Gut health: Exploring the rainforest within

Imagine a lush tropical rain forest filled with a rich diversity of plant and animal life. This represents the complexity of our gut microbiome, an ecosystem residing in our digestive tract. Scientists are only beginning to unravel the far-reaching effects of gut health.

With surprising roles ranging from influencing our waistline and mood to promoting dental health and a clear complexion, the microbiome is a promising new frontier in medicine.

Increased awareness of how certain foods keep gut flora flourishing has sparked shifts in grocery store shopping and there’s a rising demand for probiotic-powered foods. Here’s what you need to know to nurture your gut microbiome.

Know the difference between probiotics and prebiotics

This dynamic duo has a harmonious relationship in the gut, working together to promote digestive health. Prebiotics are power food for probiotics. Probiotics are beneficial, living organisms that improve our immune system by helping to crowd out bacteria that can make us sick.

In addition, probiotics enhance absorption of nutrients from food and even help make energy-producing B vitamins.

Prebiotics are fibers in food that resist digestion in the upper digestive tract but are used as fuel by probiotics in the lower digestive tract. Probiotics rely on a steady supply of fuel from prebiotics so they can flourish. The best way to ensure that your probiotic population is happy and well-fed is to load up on fiber-rich plant foods.

Top sources of prebiotics include bananas, garlic, onions, leeks, artichokes, asparagus, whole grains and legumes like lentils, beans and peas. Be sure to gradually incorporate these foods into your diet and drink plenty of water to help your digestive system adjust to the increased fiber intake as it helps move things along.

Separate health from hype when shopping

Foods that are cultured or fermented naturally contain probiotics, but food companies are adding probiotics to processed foods such as energy bars and frozen yogurt. The potency of probiotic cultures can be drastically weakened when they are removed from their original source and added into these processed foods.

Kefir
Kefir has diverse probiotic strains that may improve lactose digestion among those who are lactose intolerant.

Sip the champagne of dairy

Cultured dairy products such as yogurt and kefir reign supreme as the most potent probiotic sources. Known as the champagne of cultured dairy because of its slight fizziness, kefir is a low-lactose, creamy drink made by adding “kefir grains” to milk, which cause a very unique fermenting process. 

Originating centuries ago in Eastern Europe, keifer has only recently become commercialized in the United States. While yogurt and kefir both contain beneficial bacteria, kefir hosts a more diverse population of probiotic strains, meaning it could offer added probiotic benefits, such as improving lactose digestion among those who are lactose intolerant.

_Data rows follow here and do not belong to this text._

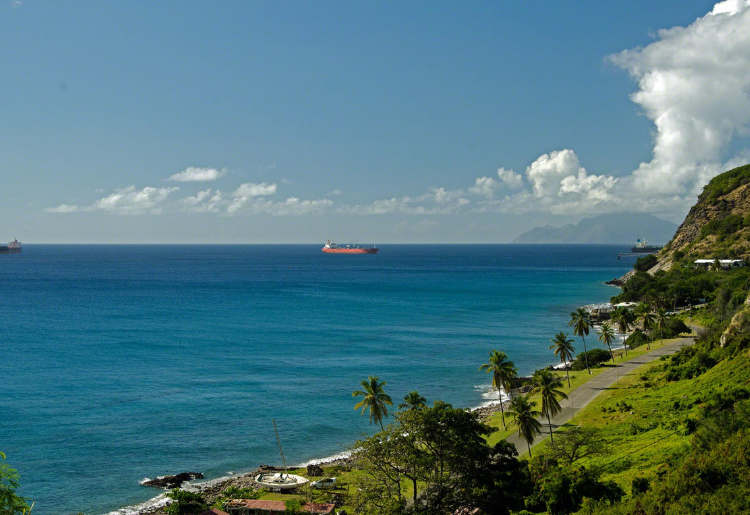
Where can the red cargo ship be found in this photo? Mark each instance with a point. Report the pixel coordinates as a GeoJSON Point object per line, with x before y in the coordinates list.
{"type": "Point", "coordinates": [332, 248]}
{"type": "Point", "coordinates": [14, 247]}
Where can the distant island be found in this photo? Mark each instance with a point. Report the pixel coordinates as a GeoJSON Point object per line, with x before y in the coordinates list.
{"type": "Point", "coordinates": [609, 228]}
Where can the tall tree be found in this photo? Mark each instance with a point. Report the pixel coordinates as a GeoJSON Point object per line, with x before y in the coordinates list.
{"type": "Point", "coordinates": [564, 350]}
{"type": "Point", "coordinates": [607, 336]}
{"type": "Point", "coordinates": [661, 321]}
{"type": "Point", "coordinates": [375, 399]}
{"type": "Point", "coordinates": [413, 400]}
{"type": "Point", "coordinates": [525, 415]}
{"type": "Point", "coordinates": [623, 318]}
{"type": "Point", "coordinates": [10, 502]}
{"type": "Point", "coordinates": [643, 314]}
{"type": "Point", "coordinates": [580, 321]}
{"type": "Point", "coordinates": [503, 371]}
{"type": "Point", "coordinates": [548, 384]}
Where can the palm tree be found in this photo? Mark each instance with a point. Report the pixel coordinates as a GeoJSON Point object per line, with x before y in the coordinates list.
{"type": "Point", "coordinates": [375, 399]}
{"type": "Point", "coordinates": [525, 416]}
{"type": "Point", "coordinates": [662, 320]}
{"type": "Point", "coordinates": [607, 336]}
{"type": "Point", "coordinates": [580, 321]}
{"type": "Point", "coordinates": [564, 349]}
{"type": "Point", "coordinates": [503, 371]}
{"type": "Point", "coordinates": [548, 386]}
{"type": "Point", "coordinates": [413, 401]}
{"type": "Point", "coordinates": [623, 317]}
{"type": "Point", "coordinates": [643, 313]}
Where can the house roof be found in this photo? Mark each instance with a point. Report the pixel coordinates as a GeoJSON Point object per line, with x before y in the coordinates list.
{"type": "Point", "coordinates": [260, 504]}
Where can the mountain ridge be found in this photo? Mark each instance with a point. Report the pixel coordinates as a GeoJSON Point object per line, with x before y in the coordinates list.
{"type": "Point", "coordinates": [610, 228]}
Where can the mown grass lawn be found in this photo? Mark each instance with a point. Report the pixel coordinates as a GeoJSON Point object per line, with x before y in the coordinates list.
{"type": "Point", "coordinates": [577, 378]}
{"type": "Point", "coordinates": [643, 419]}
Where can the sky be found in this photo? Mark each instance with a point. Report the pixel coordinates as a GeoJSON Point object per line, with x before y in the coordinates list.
{"type": "Point", "coordinates": [372, 122]}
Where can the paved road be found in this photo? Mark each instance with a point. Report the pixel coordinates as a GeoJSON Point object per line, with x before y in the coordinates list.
{"type": "Point", "coordinates": [585, 393]}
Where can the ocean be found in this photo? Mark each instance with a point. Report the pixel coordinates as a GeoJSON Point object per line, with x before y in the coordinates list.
{"type": "Point", "coordinates": [121, 362]}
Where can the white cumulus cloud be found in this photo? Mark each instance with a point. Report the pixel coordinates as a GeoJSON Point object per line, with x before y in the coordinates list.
{"type": "Point", "coordinates": [192, 174]}
{"type": "Point", "coordinates": [130, 201]}
{"type": "Point", "coordinates": [693, 84]}
{"type": "Point", "coordinates": [510, 178]}
{"type": "Point", "coordinates": [250, 189]}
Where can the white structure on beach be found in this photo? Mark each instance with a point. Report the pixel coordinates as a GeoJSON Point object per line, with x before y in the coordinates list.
{"type": "Point", "coordinates": [726, 264]}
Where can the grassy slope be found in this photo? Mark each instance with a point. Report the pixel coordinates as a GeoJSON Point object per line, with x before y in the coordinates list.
{"type": "Point", "coordinates": [649, 434]}
{"type": "Point", "coordinates": [577, 378]}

Check the yogurt container

To make sure your yogurt really does have probiotic power, check for the “Live and Active Cultures” seal. Yogurts that say “heat treated after culturing” on the label mean the yogurt was pasteurized after the live strains were added, which deactivates the beneficial bacteria.

Check sugar content since sugar can work against probiotic benefits. Flavored yogurts that list sugar as the first or second ingredient can pack more sugar than a candy bar.

Choose food over supplements

Think twice before choosing a supplement over food. The journey probiotic supplements make from the lab to the gut is long and full of variables. The best and least expensive option for promoting good gut health is to enjoy foods that naturally contain live cultures.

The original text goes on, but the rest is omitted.